The Network Phenomenon: Empiricism and the New Connectionism
Stephen Downes, 1990
(The whole document in MS-Word)
TNP Part VI Previous Post
VII. Associationism: Cognitive Structures
A. Objections to Associationism
Above, I have outlined what I mean by associationism and sketched some objections. At the risk of repetition, I would now like to describe these objections in greater detail. By considering these objections, I will be able to describe a theory of associationist inference in more detail. This description depends to some extent on some of the conclusions already established regarding representations and perceptions, and will be employed below in a discussion of language and logical inference.
The general form of objections to associationism is as follows: people have the ability to know or do X, associationism is not sufficiently powerful to explain how people know or do X, therefore, people employ some means of knowing or doing X other than associationism. For example, "We know that the external world exists. However, empiricism (which depends on associationism) cannot prove that the external world exists. Hence, we must have some non-empirical means of knowing that the external world exists."

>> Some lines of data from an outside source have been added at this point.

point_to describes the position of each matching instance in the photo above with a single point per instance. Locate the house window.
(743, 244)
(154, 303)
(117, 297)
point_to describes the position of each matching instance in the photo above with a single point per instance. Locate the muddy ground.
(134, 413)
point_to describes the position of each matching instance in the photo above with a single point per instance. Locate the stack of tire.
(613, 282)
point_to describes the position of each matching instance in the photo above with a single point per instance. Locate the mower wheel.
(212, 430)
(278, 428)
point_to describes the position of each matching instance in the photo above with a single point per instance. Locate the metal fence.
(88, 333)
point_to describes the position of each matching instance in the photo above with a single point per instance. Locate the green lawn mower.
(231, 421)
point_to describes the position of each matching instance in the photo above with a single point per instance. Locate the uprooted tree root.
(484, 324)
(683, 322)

As an example of this form of argument, consider the following from Leibniz's New Essays. "The senses, although sufficient for all our actual knowledge, are not sufficient to give it all to us, since the senses never give us anything but examples, that is, individual or particular truths. Now all the examples which confirm a general truth, whatever their number, do not suffice to establish the universal necessity of that same truth.... necessity truths... must have principles whose proof does not depend on examples, nor consequently on the testimony of the senses." 

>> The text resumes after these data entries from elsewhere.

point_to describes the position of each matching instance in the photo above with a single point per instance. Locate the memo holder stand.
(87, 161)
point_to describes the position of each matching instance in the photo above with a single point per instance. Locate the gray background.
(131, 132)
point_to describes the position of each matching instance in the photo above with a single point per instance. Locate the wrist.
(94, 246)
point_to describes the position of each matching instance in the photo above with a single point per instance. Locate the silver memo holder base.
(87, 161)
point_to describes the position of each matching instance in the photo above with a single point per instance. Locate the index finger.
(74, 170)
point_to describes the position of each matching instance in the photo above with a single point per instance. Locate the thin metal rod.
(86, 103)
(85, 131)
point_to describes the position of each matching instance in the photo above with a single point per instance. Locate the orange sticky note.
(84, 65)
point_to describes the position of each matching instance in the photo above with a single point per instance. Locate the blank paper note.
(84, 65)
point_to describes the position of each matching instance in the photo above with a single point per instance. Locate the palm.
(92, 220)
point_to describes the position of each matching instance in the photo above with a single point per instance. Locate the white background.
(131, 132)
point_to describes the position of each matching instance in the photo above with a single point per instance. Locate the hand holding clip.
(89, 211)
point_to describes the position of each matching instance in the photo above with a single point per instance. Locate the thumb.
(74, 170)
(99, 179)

As another example of the same sort of argument, consider Chomsky. He argues, correctly, that certain features of language use, for example, transformation, depend on knowledge of the structure of a given sentence in the language. Step-by-step inductive operations (that is, those which employ finite state devices) are inadequate to produce this knowledge. Therefore, we must have this knowledge independently of experience. It is innate, perhaps, or the product of evolution, and is not learned from experience. 
Bever, Fodor and Garrett also describe what they call a formal limit to associationism.  According to these authors, we are able to recognize that a certain string of characters is a well-formed formula (wff) in a language L (L) only with respect to a set of rules which contain abstract character. Since association is subject to what they call the "terminal meta-postulate", which asserts that associationist rules may be described only in those terms which describe behaviour, no associationist principle may contain an abstract character.  Therefore it follows that on the basis of associationist principles alone we cannot determine whether or not a given string of letters is a wff in L.

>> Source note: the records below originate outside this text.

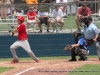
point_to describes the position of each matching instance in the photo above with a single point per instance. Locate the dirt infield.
(46, 67)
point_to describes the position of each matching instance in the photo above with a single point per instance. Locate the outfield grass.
(69, 23)
(45, 58)
(3, 69)
(88, 69)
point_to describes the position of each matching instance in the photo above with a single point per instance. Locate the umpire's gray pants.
(97, 48)
(25, 45)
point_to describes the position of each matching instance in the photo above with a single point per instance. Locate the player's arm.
(14, 33)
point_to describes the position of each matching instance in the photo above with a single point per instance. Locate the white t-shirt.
(42, 14)
(57, 14)
(61, 1)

These arguments are all valid arguments. Thus, in order to refute them, it is necessary to show that either the first premise is false or the second premise is false. Which of these two options we employ will vary according to circumstances. In general I take the following route. Those arguments which assert that we have this or that knowledge are refuted by a denial of the first premise; I argue that we have no such knowledge. Those arguments which assert that we have a demonstrated capacity I refute by a denial of the second premise; I argue that associationism can produce such a capacity.
B. Scepticism and Knowledge Claims
let me consider only briefly instances of the first sort of refutation. Consider Leibniz's argument, stated above, that the "universal necessity" of some general truths must be known by some means other than the senses. One part of Leibniz's argument is certainly correct: we do not arrive at such knowledge from the senses. Further, it could be taken as arguable that we do not even know general principles, such as laws of nature, from the senses, nor can we even establish that one or another such principle is probably true. In my opinion, Popper's arguments on this point are conclusive. 
Contra Leibniz, I argue that we do not have any cognitive access to any such universal necessity, and therefore, do not in fact know that this or that principle is universal or necessary. Here is my argument.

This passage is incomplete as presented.